Sunday, July 04, 2010

British Treasury "Brace for 40% Cuts"

Well, if the United Kingdom wasn't in a depression before, it'll certainly be in one after this goes down.


Cabinet ministers have been ordered by the Treasury to plan for unprecedented cuts of 40% in their departmental budgets as the coalition widens the scope of its four-year austerity drive.
The eye-watering demand from the chief secretary to the Treasury, Danny Alexander, was sent this weekend to cabinet colleagues ahead of a week in which ministers will step up emergency cost-cutting across the public sector.

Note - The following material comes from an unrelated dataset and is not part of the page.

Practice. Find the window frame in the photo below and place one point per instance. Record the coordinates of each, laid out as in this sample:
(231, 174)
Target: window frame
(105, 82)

The only departments not included in the Treasury trawl will be health and international development, which have been "ringfenced" for the current parliament. Education and defence will also escape lightly. Alexander has told the education secretary, Michael Gove, and the defence secretary, Liam Fox, to plan for two scenarios – cuts to budgets of 10% at best and 20% at worst over four years. All other departments – including the Home Office, the Department for Work and Pensions and the Department for Transport – have been ordered to produce plans showing the impact of cuts of 25%, and at worst 40%.
Let us remember that this is all in the service of a complete fantasy: the idea that the invisible bond vigilantes will come in and punish the Sterling unless they try to fix budget issues that may hit 30 years from now IN THE MIDDLE OF A DEPRESSION.
(But, of course, Defense will remain untouched.  Since that's just how it works.)

The rich will become richer, and the poor will become desperate. Hell, they'll become homeless:


Ministers were also warned last night that the number of people classed as homeless in Britain could more than double because of "unfair" benefit cuts. The National Housing Federation, the body representing England's 1,200 not-for-profit housing associations, predicts that impending cuts to housing benefit will put a further 200,000 people at grave risk of homelessness and lead to a concentration of social problems in the most deprived areas of the country. Currently 140,000 people are classified as homeless in Britain.
Great. It's Dickensian England with iPads. Everything old is (horribly) new again.